Friday, October 8, 2010

Nobody believes that the things will collapse until things collapse

In order to have stability in the precious metals market, there is an agreement between Nations, on how much gold is being released, annually in to the open market, some nations like to cheat; I suspect that China has more gold then the rest of the world. If a Nation would suddenly dump a large quantity of gold it could create a major hick up in the precious metals market. Price of gold verses the purchasing value of it could get tricky. Under normal circumstances when the demand is not fear driven you could get a fat pig for a price of a ten Franks. If you kept your ten Franks for few years or you went an a vacation to a foreign land you will still get a fat pig for ten Franks, even that there was some inflation or exchange rate difference.
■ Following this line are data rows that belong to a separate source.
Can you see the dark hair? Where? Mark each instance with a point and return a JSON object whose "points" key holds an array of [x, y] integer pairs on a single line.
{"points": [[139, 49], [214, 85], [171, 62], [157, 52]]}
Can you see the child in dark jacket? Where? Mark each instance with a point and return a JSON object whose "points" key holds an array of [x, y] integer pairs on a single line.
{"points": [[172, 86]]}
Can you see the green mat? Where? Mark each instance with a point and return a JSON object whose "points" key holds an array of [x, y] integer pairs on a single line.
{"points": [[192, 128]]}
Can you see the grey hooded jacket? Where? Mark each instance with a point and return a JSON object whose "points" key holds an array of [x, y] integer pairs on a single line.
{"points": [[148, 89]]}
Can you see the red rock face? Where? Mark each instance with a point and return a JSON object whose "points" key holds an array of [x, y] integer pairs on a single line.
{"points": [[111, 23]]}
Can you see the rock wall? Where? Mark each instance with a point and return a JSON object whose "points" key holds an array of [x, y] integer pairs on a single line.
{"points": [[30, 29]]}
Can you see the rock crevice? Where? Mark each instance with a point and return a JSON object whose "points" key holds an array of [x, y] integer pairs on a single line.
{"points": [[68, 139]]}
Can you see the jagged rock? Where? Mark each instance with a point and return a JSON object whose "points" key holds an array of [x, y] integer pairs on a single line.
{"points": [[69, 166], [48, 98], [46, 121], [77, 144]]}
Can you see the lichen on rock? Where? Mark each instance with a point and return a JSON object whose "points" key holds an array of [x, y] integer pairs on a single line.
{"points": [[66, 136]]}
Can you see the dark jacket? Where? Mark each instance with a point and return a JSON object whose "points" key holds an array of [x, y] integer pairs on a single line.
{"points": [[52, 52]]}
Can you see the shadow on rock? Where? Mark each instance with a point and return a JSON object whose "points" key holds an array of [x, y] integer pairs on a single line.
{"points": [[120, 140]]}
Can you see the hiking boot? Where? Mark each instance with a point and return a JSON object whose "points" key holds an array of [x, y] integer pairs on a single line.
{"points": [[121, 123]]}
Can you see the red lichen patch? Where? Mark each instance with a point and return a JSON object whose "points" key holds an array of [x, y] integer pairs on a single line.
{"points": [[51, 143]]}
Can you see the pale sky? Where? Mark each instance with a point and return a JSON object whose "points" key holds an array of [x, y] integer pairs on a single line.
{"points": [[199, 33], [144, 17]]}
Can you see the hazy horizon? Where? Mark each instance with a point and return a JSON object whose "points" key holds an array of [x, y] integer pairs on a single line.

That when is said that, gold have intrinsic value. In a fear driven market things get somewhat complicated. The gold that you holding, might be selling for a fifty percent loss with the oversupply. We tend to forget the commissions, coming and going. The good news is that most probably, so far, you can get a fat pig for price of ten franks, just don’t forget the commission coming and going and the taxes. Maybe you can look it up and then comment on the subject. A major player has inside scup so he has an upper hand and the infrastructure to bypass the commissions and the taxes, an individual don’t. If the monetary system collapses only coins and precious metals will retain some purchasing value. Thing is that nobody believes that the things will collapse until things collapse. Then again, past performance is not a guaranty for the future performance.